Published 9/9 by WPBF News
More than 6,000 dogs may be in need of a home after an amendment passed in Florida banning greyhound racing. But families looking to adopt outside the state now have a free ticket to get their new fur baby brought to their doorstep.
"We have had so many people reach out, offering to actually transport," Elite Greyhound Adoptions President Sonia Stratemann told WPBF 25 News.
Stratemann has helped more than 2,300 dogs find homes over the years. Many of them still have the scars or injuries they got while on the track.
"This guy broke his leg racing at Palm Beach and the trainer dumped him off at a blood bank," Stratemann said. "He was there for two years living in solitary."
Since Florida residents voted to pass Amendment 13, Stratemann has received more than 100 calls from people interested in adopting a retired hound. Many of the calls came from individuals living outside the state.
"Mass breeding will stop. Injuries will stop. Confinement will stop. It's amazing," Stratemann said. "I never thought this day would come."
There are many transportation services that will take the hounds to rescues. Victory Lap Greyhound Transportation, or VLAP, based in Pennsylvania, is one of them. President and founder Lisa Paulson created the volunteer program to shuttle former racing dogs to their new adoptive families anywhere in the country. The program is called A Ticket Home.
"As animal lovers, we, the community, need to come together to help. This can't be done by any one individual," Paulson said. "There are a lot of dogs that will need to be transported throughout the country. This is a huge task and it will involve the help and dedication of many."

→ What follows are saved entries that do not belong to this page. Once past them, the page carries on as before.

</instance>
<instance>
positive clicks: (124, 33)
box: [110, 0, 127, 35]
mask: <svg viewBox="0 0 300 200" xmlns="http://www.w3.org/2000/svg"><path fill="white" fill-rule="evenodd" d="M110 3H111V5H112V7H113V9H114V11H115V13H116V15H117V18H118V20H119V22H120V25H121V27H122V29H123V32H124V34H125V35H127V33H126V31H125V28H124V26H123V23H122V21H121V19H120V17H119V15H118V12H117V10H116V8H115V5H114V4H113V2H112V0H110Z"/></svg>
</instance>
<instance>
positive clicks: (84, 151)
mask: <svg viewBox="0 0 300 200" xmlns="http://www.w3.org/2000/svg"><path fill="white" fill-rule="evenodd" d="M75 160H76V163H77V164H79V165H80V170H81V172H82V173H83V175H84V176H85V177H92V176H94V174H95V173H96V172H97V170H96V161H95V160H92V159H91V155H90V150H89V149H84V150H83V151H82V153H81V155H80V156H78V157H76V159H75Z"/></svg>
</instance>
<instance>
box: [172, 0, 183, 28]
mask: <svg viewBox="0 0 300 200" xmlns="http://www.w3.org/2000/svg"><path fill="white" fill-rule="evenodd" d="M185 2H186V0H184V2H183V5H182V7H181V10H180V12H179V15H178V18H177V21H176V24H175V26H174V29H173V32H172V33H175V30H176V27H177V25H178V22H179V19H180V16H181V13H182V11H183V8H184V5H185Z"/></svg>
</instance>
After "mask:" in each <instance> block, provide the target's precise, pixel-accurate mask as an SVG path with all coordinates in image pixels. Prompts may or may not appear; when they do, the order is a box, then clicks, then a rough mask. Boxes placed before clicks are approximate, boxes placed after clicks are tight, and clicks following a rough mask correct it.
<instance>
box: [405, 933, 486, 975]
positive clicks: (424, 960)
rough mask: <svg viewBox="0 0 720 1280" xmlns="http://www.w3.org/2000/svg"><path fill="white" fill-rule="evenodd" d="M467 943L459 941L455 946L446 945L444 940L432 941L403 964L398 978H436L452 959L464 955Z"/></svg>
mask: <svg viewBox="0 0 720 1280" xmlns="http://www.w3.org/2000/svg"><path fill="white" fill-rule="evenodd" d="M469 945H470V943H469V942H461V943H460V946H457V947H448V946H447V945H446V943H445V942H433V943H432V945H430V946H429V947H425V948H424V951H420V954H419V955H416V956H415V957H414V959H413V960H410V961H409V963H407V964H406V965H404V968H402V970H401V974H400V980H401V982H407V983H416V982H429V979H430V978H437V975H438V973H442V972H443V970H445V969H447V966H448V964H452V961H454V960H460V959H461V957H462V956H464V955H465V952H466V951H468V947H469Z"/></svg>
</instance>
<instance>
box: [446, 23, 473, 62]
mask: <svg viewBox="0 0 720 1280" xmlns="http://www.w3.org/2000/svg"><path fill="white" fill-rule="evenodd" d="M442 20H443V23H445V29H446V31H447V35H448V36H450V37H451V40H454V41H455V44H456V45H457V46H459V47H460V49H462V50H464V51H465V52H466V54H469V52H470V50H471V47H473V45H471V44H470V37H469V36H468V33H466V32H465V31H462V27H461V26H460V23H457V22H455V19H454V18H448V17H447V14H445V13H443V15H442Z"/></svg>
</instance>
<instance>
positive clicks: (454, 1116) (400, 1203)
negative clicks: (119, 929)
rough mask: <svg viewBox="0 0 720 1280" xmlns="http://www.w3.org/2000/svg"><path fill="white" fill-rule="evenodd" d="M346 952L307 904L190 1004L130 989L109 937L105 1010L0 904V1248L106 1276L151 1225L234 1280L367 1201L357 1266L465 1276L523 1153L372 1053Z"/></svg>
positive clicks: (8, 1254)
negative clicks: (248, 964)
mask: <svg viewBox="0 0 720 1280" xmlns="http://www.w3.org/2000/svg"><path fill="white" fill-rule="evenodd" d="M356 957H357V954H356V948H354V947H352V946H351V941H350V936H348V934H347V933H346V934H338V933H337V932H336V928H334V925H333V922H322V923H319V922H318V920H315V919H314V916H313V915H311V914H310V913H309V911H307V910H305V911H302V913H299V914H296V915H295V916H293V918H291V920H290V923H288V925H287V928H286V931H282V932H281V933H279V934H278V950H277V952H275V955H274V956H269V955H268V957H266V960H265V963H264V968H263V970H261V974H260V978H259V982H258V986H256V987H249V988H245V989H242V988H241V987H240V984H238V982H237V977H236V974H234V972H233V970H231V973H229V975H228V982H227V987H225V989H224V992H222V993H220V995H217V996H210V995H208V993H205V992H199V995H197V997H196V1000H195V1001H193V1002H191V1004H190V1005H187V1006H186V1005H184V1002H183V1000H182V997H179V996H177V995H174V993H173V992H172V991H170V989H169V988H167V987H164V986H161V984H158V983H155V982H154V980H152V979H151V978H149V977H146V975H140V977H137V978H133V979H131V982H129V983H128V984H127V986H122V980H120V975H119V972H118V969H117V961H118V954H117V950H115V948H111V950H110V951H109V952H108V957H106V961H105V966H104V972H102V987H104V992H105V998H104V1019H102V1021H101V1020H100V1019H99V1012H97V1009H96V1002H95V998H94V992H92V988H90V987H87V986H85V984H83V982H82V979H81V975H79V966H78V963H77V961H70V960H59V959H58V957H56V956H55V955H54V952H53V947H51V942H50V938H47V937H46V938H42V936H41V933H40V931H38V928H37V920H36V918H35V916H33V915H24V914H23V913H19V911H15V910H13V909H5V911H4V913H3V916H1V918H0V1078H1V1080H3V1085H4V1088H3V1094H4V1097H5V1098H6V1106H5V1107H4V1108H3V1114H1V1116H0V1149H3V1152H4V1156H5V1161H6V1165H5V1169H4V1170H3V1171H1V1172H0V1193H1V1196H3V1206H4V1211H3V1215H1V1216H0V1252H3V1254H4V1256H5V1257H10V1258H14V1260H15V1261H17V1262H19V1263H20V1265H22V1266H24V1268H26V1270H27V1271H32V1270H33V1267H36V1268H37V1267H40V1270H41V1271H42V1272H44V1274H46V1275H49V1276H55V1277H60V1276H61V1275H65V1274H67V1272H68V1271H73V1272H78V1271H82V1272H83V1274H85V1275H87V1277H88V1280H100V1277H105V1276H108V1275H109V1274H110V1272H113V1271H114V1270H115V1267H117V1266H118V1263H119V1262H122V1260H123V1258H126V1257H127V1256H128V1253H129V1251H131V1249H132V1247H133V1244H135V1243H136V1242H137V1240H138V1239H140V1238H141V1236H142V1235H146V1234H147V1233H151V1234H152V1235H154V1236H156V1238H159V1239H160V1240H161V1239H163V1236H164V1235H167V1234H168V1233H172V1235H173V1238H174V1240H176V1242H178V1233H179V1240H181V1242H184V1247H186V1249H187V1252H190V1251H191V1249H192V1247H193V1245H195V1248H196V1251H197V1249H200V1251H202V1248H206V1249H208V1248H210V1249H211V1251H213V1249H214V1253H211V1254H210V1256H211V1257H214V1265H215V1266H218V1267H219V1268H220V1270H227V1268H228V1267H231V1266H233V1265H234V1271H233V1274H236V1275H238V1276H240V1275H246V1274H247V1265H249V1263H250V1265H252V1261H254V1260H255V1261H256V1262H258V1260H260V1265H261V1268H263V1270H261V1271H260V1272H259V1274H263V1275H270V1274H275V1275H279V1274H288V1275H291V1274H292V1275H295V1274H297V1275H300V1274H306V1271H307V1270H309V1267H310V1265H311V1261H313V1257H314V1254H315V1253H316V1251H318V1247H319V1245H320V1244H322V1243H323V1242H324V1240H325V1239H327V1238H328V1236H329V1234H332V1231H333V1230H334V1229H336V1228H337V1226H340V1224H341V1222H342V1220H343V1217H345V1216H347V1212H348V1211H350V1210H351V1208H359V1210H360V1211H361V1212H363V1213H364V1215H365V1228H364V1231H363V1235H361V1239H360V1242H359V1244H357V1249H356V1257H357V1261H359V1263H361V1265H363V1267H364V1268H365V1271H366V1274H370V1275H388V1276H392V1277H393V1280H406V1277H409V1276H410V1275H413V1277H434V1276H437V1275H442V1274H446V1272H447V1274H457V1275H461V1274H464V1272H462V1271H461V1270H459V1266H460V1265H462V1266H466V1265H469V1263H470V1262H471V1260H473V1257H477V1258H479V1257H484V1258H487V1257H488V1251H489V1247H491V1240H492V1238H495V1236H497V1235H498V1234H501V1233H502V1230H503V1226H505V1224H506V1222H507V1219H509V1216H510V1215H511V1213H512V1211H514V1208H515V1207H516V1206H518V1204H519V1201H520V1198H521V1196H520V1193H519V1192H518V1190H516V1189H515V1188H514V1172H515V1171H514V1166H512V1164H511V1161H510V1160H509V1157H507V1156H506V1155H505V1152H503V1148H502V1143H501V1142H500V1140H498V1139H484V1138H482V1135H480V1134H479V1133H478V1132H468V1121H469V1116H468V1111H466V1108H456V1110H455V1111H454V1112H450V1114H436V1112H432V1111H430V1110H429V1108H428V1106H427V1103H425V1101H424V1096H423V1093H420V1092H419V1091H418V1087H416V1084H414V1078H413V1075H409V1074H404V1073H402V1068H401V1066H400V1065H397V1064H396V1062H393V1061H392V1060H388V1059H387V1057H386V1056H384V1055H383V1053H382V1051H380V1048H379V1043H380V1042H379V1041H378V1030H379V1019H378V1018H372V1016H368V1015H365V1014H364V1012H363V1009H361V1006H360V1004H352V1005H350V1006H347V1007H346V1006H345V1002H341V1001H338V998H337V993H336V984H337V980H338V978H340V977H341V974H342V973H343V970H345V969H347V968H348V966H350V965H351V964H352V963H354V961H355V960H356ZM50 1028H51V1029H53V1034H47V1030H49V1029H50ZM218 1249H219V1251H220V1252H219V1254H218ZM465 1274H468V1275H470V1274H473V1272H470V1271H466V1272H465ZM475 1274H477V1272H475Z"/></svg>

VLAP's bus has been outfitted with 14 crates that can haul up to 26 hounds and four passengers.
All greyhounds are transported in a fully insured, climate-controlled environment and they are under constant supervision of volunteers, all of whom are trained in canine CPR and first aid.
The shuttle bus has traveled over 20,000 miles, assisted 14 adoption groups and hauled over 250 dogs since 2017.
Now that the racing ban has passed, Paulson said she expects transportation requests to go up significantly.
"I think it's the best thing that ever happened for these dogs," Stratemann said. "They finally can get off the track, out of the crates unto couches. It's incredible."
The ban does not immediately go into effect, and tracks across the state have until 2020 to phase out dog racing.